🤖 AI Summary
This paper addresses key challenges in human motion modeling—namely, difficulty in capturing semantic structure, poor generalization across domains, and limited adaptability to downstream tasks—and introduces MoFM, the first general-purpose foundation model for human motion. Methodologically, it proposes two novel components: (1) MotionBook, a learnable motion vocabulary that discretizes continuous motion into scalable semantic units; and (2) Thermal Cubes, a spatiotemporal thermal map encoding scheme. These are integrated with a discrete variational autoencoder and a joint spatiotemporal modeling architecture to enable efficient large-scale pretraining.

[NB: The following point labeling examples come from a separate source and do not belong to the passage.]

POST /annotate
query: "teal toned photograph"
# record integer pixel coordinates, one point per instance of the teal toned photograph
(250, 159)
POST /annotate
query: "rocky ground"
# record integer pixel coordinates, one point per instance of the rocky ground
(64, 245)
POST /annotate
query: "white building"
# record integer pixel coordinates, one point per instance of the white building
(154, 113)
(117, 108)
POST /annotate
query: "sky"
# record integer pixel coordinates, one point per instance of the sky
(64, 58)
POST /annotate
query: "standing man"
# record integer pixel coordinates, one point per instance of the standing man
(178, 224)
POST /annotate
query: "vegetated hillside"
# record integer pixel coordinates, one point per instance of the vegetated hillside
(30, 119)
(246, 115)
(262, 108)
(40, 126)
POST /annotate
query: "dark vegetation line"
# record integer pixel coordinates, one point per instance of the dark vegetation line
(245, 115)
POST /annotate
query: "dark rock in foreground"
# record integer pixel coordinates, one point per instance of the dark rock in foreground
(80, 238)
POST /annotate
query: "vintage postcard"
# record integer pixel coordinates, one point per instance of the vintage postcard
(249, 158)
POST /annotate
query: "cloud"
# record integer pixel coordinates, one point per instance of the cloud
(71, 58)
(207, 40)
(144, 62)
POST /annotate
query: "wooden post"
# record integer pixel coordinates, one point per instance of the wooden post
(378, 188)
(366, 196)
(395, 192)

Contributions include: (1) the first motion foundation model supporting diverse downstream paradigms—including zero-shot, few-shot, and fully supervised learning; and (2) substantial improvements in cross-domain generalization and few-shot adaptation for action recognition, generation, and understanding, achieving state-of-the-art performance on multiple benchmarks.
📝 Abstract
AFoundation Models (FM) have increasingly drawn the attention of researchers due to their scalability and generalization across diverse tasks. Inspired by the success of FMs and the principles that have driven advancements in Large Language Models (LLMs), we introduce MoFM as a novel Motion Foundation Model. MoFM is designed for the semantic understanding of complex human motions in both time and space. To facilitate large-scale training, MotionBook, a comprehensive human motion dictionary of discretized motions is designed and employed. MotionBook utilizes Thermal Cubes to capture spatio-temporal motion heatmaps, applying principles from discrete variational models to encode human movements into discrete units for a more efficient and scalable representation. MoFM, trained on a large corpus of motion data, provides a foundational backbone adaptable to diverse downstream tasks, supporting paradigms such as one-shot, unsupervised, and supervised tasks. This versatility makes MoFM well-suited for a wide range of motion-based applications.